Tuesday, November 15, 2005

All we have is a voice...

Compassion is the most human of feelings. It transcends sympathy. It mitigates the mindless barbarity and animal instinct that propel us through our days.

Milan Kundera has this to say about it: "There is nothing heavier than compassion. Not even one's own pain weighs so heavy as the pain one feels for someone, for someone, pain intensified by the imagination and prolonged by a hundred echos."

Last night, at the Human Rights Watch annual dinner, the banquet hall was thick with the word. But when one of the honorees, Salih Mahmoud Osman, a lawyer from Sudan, looked at the audience intently, imploringly, both kindly and combatively, and urged us to understand that "Darfur is not so far from here, not really," did we get that? Did we catch that phrase, in between our mouthfuls of chicken kiev and our well-meaning but somewhat awkward applause?

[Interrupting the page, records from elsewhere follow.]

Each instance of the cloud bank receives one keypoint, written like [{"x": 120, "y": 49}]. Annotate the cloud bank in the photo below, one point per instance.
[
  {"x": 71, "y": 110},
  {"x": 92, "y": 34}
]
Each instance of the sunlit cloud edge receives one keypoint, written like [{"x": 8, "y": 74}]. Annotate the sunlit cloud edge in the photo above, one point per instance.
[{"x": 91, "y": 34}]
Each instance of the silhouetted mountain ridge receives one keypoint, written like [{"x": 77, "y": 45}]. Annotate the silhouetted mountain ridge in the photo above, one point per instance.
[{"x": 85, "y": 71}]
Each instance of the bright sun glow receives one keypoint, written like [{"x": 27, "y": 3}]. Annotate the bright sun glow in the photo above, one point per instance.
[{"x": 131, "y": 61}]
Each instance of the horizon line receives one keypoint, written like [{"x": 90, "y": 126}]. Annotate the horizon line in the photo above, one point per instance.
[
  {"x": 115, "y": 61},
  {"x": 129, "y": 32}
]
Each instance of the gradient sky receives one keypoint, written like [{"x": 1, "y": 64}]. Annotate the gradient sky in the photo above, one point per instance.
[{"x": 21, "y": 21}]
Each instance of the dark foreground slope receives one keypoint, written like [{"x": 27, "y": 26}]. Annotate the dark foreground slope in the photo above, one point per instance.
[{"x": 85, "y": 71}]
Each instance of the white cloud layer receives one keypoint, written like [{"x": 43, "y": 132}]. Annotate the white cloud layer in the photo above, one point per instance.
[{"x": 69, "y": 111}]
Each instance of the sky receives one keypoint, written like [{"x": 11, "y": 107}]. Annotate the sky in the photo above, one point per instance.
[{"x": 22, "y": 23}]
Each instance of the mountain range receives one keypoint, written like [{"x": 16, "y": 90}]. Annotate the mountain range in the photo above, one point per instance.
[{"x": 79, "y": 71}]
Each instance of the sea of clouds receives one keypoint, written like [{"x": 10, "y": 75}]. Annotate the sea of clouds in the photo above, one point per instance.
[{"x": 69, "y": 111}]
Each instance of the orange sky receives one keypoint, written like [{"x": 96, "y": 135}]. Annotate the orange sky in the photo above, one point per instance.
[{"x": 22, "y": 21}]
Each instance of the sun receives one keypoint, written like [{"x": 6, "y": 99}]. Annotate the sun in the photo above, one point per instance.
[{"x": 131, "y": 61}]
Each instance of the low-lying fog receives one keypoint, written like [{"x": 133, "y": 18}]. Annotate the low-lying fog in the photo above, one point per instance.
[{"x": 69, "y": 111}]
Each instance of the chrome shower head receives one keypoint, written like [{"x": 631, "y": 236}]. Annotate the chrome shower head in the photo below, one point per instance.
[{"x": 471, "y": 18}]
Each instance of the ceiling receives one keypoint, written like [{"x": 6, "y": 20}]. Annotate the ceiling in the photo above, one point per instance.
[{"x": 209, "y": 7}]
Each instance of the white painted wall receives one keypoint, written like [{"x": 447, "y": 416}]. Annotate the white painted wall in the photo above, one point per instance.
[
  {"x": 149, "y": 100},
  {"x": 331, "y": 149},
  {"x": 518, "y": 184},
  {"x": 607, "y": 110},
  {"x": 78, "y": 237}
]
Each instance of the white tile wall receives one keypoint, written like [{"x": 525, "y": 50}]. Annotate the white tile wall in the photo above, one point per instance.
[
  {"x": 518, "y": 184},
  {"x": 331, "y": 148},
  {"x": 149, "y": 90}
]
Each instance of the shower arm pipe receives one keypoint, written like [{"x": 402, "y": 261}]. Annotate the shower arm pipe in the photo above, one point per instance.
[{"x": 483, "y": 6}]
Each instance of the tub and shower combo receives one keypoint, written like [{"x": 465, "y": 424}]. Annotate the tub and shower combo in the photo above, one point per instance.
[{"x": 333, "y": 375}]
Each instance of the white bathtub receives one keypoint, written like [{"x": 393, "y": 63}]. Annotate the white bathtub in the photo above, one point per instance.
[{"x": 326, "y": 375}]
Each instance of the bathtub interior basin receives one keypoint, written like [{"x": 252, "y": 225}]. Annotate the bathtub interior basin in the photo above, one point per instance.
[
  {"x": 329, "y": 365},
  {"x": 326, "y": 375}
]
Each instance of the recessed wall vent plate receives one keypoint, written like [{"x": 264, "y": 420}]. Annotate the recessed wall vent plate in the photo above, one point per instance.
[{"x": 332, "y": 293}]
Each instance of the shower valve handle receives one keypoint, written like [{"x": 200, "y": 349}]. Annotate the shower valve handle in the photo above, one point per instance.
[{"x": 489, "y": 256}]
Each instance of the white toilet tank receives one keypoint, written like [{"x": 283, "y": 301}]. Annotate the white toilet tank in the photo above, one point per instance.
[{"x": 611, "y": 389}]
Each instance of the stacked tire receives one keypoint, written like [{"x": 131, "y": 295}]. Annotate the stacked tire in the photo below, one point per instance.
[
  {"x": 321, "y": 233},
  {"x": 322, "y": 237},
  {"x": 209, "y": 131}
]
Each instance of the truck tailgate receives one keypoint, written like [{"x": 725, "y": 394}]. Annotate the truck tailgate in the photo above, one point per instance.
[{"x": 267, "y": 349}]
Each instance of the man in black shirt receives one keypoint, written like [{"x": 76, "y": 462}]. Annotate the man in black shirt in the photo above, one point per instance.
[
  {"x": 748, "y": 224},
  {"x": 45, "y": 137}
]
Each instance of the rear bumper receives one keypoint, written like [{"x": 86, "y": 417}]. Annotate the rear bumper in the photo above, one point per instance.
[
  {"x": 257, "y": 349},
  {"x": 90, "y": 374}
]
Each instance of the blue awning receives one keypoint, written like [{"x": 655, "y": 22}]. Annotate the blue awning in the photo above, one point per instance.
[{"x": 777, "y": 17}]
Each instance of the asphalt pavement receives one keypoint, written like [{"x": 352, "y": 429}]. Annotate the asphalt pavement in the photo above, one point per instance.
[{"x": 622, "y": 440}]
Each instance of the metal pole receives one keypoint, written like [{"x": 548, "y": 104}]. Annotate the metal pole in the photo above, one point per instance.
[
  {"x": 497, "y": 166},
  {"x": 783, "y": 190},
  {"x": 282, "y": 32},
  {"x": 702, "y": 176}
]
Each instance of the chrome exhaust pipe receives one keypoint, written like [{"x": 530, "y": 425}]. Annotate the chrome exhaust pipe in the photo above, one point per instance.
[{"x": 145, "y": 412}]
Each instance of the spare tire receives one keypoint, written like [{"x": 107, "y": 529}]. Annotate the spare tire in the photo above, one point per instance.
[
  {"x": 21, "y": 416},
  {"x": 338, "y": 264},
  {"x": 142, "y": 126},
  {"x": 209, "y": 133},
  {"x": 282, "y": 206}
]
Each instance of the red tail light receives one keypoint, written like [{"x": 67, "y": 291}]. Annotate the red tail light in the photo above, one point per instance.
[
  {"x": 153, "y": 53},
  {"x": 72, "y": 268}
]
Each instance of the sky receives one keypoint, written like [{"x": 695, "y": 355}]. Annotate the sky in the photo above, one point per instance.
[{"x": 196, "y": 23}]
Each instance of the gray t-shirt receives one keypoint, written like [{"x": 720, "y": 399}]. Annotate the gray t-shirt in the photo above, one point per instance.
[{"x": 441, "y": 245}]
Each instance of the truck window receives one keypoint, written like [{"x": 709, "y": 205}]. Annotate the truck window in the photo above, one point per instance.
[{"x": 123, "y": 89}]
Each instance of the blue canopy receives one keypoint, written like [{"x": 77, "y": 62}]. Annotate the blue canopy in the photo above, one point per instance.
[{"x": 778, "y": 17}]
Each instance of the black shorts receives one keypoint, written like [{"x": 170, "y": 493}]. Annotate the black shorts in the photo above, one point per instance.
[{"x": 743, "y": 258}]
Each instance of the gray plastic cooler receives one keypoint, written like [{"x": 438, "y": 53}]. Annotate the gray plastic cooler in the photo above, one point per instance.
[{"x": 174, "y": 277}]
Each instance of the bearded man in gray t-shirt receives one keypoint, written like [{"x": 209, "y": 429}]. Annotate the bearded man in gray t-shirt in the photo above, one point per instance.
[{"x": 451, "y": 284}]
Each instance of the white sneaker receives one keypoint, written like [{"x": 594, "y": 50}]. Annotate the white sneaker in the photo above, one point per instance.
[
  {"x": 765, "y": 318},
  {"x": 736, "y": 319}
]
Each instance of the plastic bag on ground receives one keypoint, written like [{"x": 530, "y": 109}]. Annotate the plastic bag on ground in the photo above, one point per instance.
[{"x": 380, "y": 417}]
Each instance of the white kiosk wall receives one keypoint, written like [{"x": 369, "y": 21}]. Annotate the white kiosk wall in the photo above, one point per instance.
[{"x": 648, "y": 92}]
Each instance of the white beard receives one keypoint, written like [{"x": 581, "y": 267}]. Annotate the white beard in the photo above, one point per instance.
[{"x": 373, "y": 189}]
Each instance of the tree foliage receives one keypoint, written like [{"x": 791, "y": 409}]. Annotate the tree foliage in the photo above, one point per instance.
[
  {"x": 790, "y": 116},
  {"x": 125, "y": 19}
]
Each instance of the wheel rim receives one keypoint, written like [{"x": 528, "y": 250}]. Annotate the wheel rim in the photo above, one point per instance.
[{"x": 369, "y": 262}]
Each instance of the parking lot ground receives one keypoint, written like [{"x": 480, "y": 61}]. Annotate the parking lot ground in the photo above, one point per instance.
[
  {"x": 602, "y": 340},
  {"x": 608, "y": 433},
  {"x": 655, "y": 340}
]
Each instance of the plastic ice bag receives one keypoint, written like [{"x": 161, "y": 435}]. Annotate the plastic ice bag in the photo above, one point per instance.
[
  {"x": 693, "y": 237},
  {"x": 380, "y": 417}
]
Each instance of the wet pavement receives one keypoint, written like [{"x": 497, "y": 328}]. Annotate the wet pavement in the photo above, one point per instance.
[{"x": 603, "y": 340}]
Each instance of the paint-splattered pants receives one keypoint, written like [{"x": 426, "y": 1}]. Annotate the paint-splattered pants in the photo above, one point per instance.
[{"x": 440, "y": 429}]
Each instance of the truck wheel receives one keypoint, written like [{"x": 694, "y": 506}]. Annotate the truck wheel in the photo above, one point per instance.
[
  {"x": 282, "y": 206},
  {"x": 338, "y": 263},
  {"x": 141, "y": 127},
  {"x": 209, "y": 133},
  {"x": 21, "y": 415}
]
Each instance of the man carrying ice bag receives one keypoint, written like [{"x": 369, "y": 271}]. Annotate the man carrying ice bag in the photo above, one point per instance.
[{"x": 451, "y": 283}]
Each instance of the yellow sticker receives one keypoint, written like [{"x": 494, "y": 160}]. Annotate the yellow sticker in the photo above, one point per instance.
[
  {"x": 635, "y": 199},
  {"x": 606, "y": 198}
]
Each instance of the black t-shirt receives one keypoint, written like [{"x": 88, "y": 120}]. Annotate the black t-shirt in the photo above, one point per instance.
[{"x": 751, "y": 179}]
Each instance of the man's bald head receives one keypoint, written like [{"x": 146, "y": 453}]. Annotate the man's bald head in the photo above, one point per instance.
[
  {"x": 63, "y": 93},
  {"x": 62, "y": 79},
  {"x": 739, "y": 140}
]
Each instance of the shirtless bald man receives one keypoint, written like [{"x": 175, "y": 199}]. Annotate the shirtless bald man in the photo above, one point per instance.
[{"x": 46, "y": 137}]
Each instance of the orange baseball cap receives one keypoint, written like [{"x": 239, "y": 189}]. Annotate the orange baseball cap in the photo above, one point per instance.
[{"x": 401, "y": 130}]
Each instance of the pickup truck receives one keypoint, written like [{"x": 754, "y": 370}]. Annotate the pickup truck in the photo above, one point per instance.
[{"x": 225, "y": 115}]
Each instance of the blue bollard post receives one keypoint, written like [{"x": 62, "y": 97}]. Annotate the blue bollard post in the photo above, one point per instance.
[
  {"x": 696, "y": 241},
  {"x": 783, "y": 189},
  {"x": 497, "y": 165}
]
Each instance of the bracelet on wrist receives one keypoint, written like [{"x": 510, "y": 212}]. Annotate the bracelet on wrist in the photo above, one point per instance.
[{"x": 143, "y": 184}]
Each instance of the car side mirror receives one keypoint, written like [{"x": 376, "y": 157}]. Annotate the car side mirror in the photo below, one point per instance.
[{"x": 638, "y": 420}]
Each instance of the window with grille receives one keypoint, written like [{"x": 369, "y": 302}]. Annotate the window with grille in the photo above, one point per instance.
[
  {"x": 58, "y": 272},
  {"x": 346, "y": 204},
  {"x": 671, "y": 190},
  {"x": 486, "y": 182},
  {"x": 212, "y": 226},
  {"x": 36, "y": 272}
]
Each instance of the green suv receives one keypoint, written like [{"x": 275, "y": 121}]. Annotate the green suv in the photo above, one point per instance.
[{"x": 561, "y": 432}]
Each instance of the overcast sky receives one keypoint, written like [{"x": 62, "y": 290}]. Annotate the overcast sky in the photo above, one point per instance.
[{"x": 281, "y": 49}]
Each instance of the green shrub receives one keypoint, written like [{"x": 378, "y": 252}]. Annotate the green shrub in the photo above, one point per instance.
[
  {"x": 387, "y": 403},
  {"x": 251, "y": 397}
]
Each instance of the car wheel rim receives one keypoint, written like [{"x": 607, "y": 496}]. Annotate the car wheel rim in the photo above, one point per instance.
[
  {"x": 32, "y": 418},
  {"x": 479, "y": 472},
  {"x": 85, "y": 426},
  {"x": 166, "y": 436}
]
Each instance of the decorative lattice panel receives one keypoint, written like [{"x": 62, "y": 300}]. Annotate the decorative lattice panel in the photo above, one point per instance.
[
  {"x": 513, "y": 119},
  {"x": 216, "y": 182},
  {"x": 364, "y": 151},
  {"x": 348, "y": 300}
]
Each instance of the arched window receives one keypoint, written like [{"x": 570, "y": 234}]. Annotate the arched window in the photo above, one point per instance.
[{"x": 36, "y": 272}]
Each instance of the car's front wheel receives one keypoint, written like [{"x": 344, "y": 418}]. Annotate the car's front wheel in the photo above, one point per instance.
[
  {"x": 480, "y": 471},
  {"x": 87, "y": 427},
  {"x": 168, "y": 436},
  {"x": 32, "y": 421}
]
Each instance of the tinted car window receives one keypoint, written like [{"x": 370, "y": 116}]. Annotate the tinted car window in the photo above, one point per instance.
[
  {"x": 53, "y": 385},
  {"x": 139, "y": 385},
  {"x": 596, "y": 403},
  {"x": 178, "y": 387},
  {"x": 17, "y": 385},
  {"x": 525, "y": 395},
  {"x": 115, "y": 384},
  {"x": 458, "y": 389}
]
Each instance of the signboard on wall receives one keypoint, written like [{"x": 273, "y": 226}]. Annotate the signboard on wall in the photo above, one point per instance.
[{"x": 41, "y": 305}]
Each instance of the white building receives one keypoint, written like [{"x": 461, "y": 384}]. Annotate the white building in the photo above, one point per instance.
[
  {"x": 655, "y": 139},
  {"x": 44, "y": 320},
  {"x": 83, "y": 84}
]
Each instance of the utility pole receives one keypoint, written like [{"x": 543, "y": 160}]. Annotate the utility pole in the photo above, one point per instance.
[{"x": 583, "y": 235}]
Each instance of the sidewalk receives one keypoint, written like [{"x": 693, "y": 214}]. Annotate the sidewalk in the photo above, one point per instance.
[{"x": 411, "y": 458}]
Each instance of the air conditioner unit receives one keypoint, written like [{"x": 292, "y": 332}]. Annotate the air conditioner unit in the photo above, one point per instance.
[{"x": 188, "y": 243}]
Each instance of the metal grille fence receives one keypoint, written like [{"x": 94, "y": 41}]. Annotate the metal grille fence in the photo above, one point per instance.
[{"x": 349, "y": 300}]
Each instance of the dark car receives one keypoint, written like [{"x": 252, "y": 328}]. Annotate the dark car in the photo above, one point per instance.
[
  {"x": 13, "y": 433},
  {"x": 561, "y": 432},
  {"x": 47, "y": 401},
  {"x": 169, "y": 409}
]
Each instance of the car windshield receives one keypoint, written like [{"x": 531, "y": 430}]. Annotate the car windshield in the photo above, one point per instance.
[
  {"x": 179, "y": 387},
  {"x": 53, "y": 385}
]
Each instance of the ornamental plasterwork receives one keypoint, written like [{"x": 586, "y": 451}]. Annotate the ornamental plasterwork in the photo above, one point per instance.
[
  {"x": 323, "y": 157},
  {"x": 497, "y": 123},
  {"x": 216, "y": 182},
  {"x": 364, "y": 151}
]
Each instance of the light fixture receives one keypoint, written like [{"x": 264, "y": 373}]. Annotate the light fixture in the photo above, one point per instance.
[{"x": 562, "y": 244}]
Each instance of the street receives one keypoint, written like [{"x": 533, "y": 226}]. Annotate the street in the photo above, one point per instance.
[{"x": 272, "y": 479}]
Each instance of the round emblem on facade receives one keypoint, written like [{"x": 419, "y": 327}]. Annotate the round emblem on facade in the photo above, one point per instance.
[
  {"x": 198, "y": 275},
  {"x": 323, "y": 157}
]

I can't help but worry that compassion is a load that I'll find, on balance, too difficult to carry.

More later.

3 Comments:

At 1:00 PM, Anonymous Anonymous said...

Interesting. You presuppose, however, that compassion is a natural emotion, and not an aberation of the human condition. You must have a more optimistic outlook than I.

 
At 1:33 PM, Blogger Noisette said...

Hmmm... well, not natural, exactly, but human. In that "humanity" is everything that separates us from the beasts. But maybe I'm thinking of it wrong- we are beasts, after all, whatever our pretentions to the contrary.

 
At 1:38 PM, Anonymous Anonymous said...

I think that we're more in agreement than disagreement. But humanity is a construction, if we are beasts (which I'm not so sure about) and as a result, I think that it's dangerous to generalize about it's better aspects. Sort of like "Hope for the best, plan for the worst."